At 5:00 Sunday afternoon, December 18, 2011, the lights at Bentleyville were turned on. Half an hour later, the Paul R. Tregurtha came by to say hello on her way out the door with a Christmas present for Detroit Edison, 64,000 tons of coal. If it is bad to get a lump of coal in your stocking, what happens when you get 64,000 tons of it?
Bentleyville, 2010, is a great place to catch the Christmas spirit, to say nothing of taking some interesting pictures with your camera, phone or whatever you have in your pocket. Above, you see a picture
I took of the Bentleyville version of Duluth’s Aerial Lift Bridge with an ore carrier about to go under. I don’t usually talk much about Photoshop; it has become a bad verb, but it showed me something about the pictures I took over there. In the top picture, it is very hard to see that the real Lift Bridge is just to the left of the Christmas ‘tree.’ I didn’t until I used the
shadow/highlight tool in Photoshop. That tool magically found the real Lift Bridge, or quite literally brought the real bridge out of the shadows. So it is hard to say Photoshop changed reality; in this case, it found a little more reality.) 

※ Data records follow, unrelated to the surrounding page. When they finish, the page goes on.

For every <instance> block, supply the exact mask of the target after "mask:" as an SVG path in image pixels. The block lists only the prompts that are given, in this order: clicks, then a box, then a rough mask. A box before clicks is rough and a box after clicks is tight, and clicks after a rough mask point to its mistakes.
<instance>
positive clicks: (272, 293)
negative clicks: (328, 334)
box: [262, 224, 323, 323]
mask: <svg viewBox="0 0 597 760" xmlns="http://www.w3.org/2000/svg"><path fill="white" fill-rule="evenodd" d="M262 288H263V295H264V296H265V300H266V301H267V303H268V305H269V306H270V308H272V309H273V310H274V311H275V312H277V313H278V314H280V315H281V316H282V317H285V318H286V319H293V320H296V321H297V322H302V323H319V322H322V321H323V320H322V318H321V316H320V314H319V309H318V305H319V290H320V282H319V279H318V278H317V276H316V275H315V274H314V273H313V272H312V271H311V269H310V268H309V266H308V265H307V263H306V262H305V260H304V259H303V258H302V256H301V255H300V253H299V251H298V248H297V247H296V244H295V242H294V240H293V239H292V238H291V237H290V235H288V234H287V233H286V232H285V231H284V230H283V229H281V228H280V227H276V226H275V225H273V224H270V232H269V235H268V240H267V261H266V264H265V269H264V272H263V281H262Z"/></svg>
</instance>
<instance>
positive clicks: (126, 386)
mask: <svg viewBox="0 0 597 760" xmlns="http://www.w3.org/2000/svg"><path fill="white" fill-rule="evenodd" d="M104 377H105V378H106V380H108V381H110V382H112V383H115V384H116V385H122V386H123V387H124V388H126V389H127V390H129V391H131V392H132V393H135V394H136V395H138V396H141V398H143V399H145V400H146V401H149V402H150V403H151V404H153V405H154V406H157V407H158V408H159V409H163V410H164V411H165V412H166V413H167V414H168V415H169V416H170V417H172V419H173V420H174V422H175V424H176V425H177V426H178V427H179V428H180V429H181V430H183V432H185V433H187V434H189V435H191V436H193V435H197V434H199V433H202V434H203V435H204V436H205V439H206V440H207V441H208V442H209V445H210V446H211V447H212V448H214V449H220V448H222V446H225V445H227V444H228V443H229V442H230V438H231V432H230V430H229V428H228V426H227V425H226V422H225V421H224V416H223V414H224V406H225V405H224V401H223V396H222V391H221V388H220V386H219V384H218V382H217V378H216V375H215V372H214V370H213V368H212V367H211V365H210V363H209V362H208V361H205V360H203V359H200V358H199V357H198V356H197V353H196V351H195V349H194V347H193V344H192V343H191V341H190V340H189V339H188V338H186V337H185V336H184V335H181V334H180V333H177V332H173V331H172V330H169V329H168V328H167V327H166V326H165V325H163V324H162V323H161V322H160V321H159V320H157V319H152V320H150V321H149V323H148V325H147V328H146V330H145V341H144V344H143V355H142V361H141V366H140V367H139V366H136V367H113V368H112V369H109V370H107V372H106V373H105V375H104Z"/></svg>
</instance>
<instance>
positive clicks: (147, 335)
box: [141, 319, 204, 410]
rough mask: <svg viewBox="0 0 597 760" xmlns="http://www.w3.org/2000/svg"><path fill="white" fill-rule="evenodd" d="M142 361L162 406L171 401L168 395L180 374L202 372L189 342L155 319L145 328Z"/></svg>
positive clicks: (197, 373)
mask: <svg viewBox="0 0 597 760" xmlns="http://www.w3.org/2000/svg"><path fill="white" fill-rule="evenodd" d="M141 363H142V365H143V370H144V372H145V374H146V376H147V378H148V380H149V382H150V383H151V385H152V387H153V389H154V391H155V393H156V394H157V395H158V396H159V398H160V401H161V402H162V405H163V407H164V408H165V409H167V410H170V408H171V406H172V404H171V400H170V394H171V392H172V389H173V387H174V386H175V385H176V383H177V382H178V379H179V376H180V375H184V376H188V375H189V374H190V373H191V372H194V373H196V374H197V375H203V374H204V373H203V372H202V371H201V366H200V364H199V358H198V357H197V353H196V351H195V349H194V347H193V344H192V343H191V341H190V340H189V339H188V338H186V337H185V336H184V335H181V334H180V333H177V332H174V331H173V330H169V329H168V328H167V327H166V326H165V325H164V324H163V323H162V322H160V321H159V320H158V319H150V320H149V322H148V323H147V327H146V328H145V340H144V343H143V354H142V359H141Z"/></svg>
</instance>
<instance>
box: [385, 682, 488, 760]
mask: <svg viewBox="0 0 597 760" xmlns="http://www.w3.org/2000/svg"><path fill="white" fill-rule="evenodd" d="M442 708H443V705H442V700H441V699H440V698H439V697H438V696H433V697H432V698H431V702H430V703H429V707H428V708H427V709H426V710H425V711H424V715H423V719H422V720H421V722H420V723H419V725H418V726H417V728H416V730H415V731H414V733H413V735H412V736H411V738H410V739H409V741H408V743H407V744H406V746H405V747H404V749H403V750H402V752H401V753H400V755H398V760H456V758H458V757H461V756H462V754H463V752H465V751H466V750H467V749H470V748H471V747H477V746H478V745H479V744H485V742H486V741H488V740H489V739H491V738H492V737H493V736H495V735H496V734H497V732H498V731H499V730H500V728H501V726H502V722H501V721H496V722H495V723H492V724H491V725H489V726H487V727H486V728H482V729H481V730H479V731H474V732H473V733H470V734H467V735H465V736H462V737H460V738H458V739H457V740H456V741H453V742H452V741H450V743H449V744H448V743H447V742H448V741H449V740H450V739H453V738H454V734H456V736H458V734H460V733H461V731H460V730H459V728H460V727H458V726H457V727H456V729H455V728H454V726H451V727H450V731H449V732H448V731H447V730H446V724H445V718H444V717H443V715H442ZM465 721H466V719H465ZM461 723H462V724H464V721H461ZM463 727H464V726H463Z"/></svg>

But at the expense of messing up the nice black sky. Then I closed in on the bridge and found that my camera saw something I did not see, and I still don’t know exactly what that is.
These pictures were taken with a 1/3rd second exposure. If I had caught the bridge in motion, I assume the picture would be blurry. Does the camera have a memory of what it had seen just seconds or less before; I have no idea.